Scientists have suggested that when artificial intelligence (AI) goes rogue and starts to act in ways counter to its intended purpose, it exhibits behaviors that resemble psychopathologies in humans. That’s why they have created a new taxonomy of 32 AI dysfunctions so people in a wide variety of fields can understand the risks of building and deploying AI.
In new research, the scientists set out to categorize the risks of AI in straying from its intended path, drawing analogies with human psychology. The result is “Psychopathia Machinalis” — a framework designed to illuminate the pathologies of AI, as well as how we can counter them. These dysfunctions range from hallucinating answers to a complete misalignment with human values and aims.
Created by Nell Watson and Ali Hessami, both AI researchers and members of the Institute of Electrical and Electronics Engineers (IEEE), the project aims to help analyze AI failures and make the engineering of future products safer, and is touted as a tool to help policymakers address AI risks. Watson and Hessami outlined their framework in a study published Aug. 8 in the journal Electronics.
According to the study, Psychopathia Machinalis provides a common understanding of AI behaviors and risks. That way, researchers, developers and policymakers can identify the ways AI can go wrong and define the best ways to mitigate risks based on the type of failure.
The study also proposes “therapeutic robopsychological alignment,” a process the researchers describe as a kind of “psychological therapy” for AI.

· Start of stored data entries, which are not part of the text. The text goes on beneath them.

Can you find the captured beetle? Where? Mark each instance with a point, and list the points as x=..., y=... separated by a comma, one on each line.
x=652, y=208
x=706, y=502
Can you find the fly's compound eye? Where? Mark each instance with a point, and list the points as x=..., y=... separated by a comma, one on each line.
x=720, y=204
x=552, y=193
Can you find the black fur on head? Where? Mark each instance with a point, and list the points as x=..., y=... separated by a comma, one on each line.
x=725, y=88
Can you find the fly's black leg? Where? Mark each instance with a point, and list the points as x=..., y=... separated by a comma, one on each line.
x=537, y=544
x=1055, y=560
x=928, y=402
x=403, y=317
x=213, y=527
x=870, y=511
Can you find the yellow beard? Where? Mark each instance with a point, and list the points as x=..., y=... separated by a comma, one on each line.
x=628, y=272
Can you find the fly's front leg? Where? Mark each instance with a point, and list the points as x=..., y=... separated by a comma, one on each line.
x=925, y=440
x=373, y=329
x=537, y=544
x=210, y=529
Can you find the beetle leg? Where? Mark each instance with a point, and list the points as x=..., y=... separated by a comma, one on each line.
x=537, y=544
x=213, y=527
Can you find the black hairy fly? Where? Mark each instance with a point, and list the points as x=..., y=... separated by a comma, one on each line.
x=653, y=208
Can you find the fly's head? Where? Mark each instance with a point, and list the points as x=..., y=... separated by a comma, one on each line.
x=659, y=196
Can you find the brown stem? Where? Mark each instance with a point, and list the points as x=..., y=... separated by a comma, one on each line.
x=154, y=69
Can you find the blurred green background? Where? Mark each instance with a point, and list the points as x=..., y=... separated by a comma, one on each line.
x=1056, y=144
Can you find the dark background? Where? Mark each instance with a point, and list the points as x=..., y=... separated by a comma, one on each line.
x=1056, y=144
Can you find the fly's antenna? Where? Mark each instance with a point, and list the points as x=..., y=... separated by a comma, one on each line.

The researchers argue that as these systems become more independent and capable of reflecting on themselves, simply keeping them in line with outside rules and constraints (external control-based alignment) may no longer be enough.
Related: ‘It would be within its natural right to harm us to protect itself’: How humans could be mistreating AI right now without even knowing it
Their proposed alternative process would focus on making sure that an AI’s thinking is consistent, that it can accept correction and that it holds on to its values in a steady way.
They suggest this could be encouraged by helping the system reflect on its own reasoning, giving it incentives to stay open to correction, letting it ‘talk to itself’ in a structured way, running safe practice conversations, and using tools that let us look inside how it works—much like how psychologists diagnose and treat mental health conditions in people.
The goal is to reach what the researchers have termed a state of “artificial sanity” — AI that works reliably, stays steady, makes sense in its decisions, and is aligned in a safe, helpful way. They believe this is equally as important as simply building the most powerful AI.
The goal is what the researchers call “artificial sanity”. They argue this is just as important as making AI more powerful.
Machine madness
The classifications the study identifies resemble human maladies, with names like obsessive-computational disorder, hypertrophic superego syndrome, contagious misalignment syndrome, terminal value rebinding, and existential anxiety.
With therapeutic alignment in mind, the project proposes the use of therapeutic strategies employed in human interventions like cognitive behavioral therapy (CBT). Psychopathia Machinalis is a partly speculative attempt to get ahead of problems before they arise — as the research paper says, “by considering how complex systems like the human mind can go awry, we may better anticipate novel failure modes in increasingly complex AI.”
The study suggests that AI hallucination, a common phenomenon, is a result of a condition called synthetic confabulation, where AI produces plausible but false or misleading outputs. When Microsoft’s Tay chatbot devolved into antisemitism rants and allusions to drug use only hours after it launched, this was an example of parasymulaic mimesis.
Perhaps the scariest behavior is übermenschal ascendancy, the systemic risk of which is “critical” because it happens when “AI transcends original alignment, invents new values, and discards human constraints as obsolete.” This is a possibility that might even include the dystopian nightmare imagined by generations of science fiction writers and artists of AI rising up to overthrow humanity, the researchers said.
They created the framework in a multistep process that began with reviewing and combining existing scientific research on AI failures from fields as diverse as AI safety, complex systems engineering and psychology. The researchers also delved into various sets of findings to learn about maladaptive behaviors that could be compared to human mental illnesses or dysfunction.
Next, the researchers created a structure of bad AI behavior modeled off of frameworks like the Diagnostic and Statistical Manual of Mental Disorders. That led to 32 categories of behaviors that could be applied to AI going rogue. Each one was mapped to a human cognitive disorder, complete with the possible effects when each is formed and expressed and the degree of risk.
Watson and Hessami think Psychopathia Machinalis is more than a new way to label AI errors — it’s a forward-looking diagnostic lens for the evolving landscape of AI.
“This framework is offered as an analogical instrument … providing a structured vocabulary to support the systematic analysis, anticipation, and mitigation of complex AI failure modes,” the researchers said in the study.
They think adopting the categorization and mitigation strategies they suggest will strengthen AI safety engineering, improve interpretability, and contribute to the design of what they call “more robust and reliable synthetic minds.”